[OPINION] Mixed safety signals that may or may not work
I tuned into an interview and heard the lady being interviewed saying: ”If someone asks me the time, I don’t give it to them! There are 54 million other people they can ask, why do they ask me?” My mind twitched. Further conversation introduced her to me as a well-known and respected self-defence instructor.
I have attended one of her workshops and I got tremendous value from it. She knows about victims and she knows about attackers. I learnt from her that you have a few seconds to save your own life and get away. The point of self-defence is to free yourself to run away, not to fight with the attacker. She also told us that 99% of convicted rapists she interviewed said that their victims would not defend themselves.
That was the biggest lesson I learnt, they won’t expect you to defend yourself, therefore you have that window period, of only a few seconds, to do something, say something and distract them from their intention. One lady went on all fours and barked! It sounds crazy but it saved her life as the attacker fled.
As a daughter, a woman and a mother I have always found value in making eye contact with people in general, especially people I think are a little dodgy. I acknowledge them while also working out how I can get away from them fast and confidently. I have seen many women in similar situations avoid eye contact, change their bags to their opposite shoulder, quicken their step or look down. To me, as an unseasoned criminal, it looks like a red flag. It reminds me of the home invader who said he is more intrigued by high walls and electric fencing than deterred by it.

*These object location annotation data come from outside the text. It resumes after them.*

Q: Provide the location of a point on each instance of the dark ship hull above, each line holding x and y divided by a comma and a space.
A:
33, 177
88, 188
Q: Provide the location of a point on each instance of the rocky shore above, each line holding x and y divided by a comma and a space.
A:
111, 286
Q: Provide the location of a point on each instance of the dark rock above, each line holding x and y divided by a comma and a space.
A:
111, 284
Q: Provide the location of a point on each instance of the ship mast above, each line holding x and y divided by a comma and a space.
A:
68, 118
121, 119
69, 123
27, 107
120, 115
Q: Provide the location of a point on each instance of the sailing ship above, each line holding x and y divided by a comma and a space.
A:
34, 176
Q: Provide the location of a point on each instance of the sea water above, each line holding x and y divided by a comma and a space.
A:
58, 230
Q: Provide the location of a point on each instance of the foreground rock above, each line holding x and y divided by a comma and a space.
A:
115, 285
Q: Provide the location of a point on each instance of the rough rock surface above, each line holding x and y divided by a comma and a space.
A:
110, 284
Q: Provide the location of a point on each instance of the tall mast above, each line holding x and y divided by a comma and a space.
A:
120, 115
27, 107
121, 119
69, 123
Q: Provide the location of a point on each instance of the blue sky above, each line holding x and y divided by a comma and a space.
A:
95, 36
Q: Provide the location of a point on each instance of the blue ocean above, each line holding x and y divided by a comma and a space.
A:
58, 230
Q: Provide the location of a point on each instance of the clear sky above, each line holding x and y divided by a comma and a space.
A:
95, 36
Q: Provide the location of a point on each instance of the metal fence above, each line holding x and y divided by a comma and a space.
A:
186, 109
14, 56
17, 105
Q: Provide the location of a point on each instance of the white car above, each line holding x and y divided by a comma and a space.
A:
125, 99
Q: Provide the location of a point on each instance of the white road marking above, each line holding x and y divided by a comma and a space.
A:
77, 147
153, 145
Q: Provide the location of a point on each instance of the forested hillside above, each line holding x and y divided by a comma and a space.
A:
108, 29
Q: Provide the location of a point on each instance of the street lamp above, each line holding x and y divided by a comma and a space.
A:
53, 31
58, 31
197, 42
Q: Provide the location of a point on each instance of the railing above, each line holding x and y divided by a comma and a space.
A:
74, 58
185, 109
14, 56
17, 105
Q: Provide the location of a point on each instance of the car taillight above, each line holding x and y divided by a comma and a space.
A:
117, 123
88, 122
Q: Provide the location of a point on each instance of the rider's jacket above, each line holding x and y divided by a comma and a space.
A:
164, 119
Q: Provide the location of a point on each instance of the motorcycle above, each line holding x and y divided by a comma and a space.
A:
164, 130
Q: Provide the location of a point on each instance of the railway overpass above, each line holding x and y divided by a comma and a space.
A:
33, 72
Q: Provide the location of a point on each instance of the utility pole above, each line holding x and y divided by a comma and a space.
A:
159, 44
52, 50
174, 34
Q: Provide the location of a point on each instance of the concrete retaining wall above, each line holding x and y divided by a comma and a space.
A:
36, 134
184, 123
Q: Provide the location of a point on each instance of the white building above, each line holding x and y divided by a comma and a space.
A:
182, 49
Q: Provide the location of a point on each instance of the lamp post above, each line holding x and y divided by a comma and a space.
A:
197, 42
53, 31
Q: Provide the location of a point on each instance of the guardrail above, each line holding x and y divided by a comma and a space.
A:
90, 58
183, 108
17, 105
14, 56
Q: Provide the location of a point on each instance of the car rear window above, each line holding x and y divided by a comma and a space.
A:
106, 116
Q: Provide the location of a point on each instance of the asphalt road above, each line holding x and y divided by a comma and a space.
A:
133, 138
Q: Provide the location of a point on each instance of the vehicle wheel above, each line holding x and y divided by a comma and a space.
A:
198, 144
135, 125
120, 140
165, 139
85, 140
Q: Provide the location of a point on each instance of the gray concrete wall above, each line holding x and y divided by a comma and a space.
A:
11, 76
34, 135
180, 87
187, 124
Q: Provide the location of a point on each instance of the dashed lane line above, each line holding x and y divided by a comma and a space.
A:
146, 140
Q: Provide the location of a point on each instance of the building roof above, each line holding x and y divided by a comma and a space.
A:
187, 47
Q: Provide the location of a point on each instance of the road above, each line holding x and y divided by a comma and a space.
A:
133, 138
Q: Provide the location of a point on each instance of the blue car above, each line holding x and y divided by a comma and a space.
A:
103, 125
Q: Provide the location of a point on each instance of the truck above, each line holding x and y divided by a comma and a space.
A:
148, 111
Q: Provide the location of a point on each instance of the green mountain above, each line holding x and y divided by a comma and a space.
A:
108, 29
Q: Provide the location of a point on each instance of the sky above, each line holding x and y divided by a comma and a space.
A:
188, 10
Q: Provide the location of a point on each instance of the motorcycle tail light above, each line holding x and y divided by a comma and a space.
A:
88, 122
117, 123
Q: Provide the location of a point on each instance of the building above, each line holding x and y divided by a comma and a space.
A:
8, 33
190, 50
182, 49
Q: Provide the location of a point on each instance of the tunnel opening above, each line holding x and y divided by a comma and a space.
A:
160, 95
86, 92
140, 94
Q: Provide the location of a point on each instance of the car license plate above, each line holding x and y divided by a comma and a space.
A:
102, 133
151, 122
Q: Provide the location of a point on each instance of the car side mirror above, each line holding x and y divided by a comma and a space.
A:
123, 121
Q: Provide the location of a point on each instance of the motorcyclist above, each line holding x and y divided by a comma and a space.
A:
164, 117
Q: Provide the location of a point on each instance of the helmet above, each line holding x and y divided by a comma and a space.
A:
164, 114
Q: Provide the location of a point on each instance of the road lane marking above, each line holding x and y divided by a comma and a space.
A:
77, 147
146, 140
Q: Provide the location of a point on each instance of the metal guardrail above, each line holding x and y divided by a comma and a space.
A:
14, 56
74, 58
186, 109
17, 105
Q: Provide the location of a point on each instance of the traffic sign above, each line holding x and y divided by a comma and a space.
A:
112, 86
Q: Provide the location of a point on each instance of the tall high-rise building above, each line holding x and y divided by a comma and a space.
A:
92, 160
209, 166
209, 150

We will all have varied opinions about rights and wrongs in these situations. A truth is that many people are assaulted by people who are not strangers.

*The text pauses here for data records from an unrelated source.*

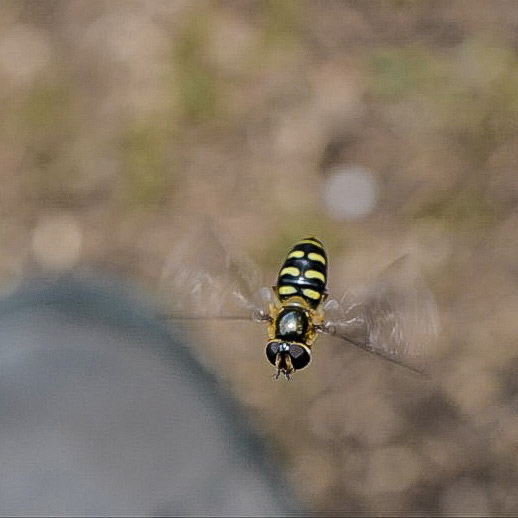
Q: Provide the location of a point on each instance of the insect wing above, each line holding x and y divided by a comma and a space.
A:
395, 316
203, 278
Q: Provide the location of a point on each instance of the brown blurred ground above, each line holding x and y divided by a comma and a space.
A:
123, 122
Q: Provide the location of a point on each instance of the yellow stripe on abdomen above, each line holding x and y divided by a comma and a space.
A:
311, 242
290, 270
317, 257
287, 290
313, 274
312, 294
297, 254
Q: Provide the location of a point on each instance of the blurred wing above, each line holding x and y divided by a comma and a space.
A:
395, 316
202, 279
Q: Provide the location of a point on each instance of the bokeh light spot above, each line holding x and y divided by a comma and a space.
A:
349, 192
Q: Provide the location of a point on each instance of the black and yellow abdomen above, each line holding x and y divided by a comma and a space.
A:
304, 272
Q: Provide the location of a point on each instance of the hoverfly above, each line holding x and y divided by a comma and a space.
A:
394, 316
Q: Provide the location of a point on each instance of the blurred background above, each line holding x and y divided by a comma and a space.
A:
384, 128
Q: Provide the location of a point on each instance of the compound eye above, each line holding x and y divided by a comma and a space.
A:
271, 351
300, 356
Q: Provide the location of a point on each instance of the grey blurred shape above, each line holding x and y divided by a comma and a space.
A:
105, 411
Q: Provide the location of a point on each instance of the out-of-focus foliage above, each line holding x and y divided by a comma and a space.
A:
122, 123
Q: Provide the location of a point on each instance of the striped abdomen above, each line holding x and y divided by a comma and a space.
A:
304, 272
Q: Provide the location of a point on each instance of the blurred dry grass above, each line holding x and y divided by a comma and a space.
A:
123, 122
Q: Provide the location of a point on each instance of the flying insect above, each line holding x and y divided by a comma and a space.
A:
394, 316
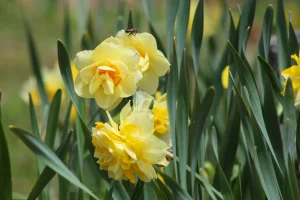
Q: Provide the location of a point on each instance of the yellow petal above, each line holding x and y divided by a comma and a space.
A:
159, 64
149, 83
81, 88
225, 76
128, 86
83, 59
95, 84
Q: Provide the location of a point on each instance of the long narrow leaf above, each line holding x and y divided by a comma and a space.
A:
49, 157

Last week we received a school notice reminding our daughters about the importance of greeting. For me it is a life skill, we must see one another and acknowledge each other. If someone asks me the time, I can either give them the time if I know it, or shrug, smile and say, “Sorry I don’t know either” - while always being aware of my surroundings and assuming the person is up to mischief (or perhaps just late).
A first impression is lasting, so when I meet young people who are able to own their space, acknowledge peers and people around them, I see who they are. The opposite is also true.
My children and I run and walk through our neighbourhood; we greet people who walk past us. It makes such a difference. The next time we see them they greet us. The workers who pass us are often surprised and pleasant in their reciprocation. They are walking to work, minding their business, not ours. When they are idle and that feeling grabs your brain and heart, then we choose a different route and make it seamless.
I believe there is a case to be made for learning self-defence and showing up confident and safe in an uncertain and unsafe environment. We are all vulnerable right now, but I can’t imagine that keeping to ourselves and walking around fearful and anxious is going to be a useful survival tactic. Vigilance and awareness of your surroundings, scams, isolated places, distractions from would-be robbers and assailants, we can choose our escape.
When faced with a real danger, there should not be the option of fight, only the wisdom and skill of flight. We must be prepared all the time, not scared all the time.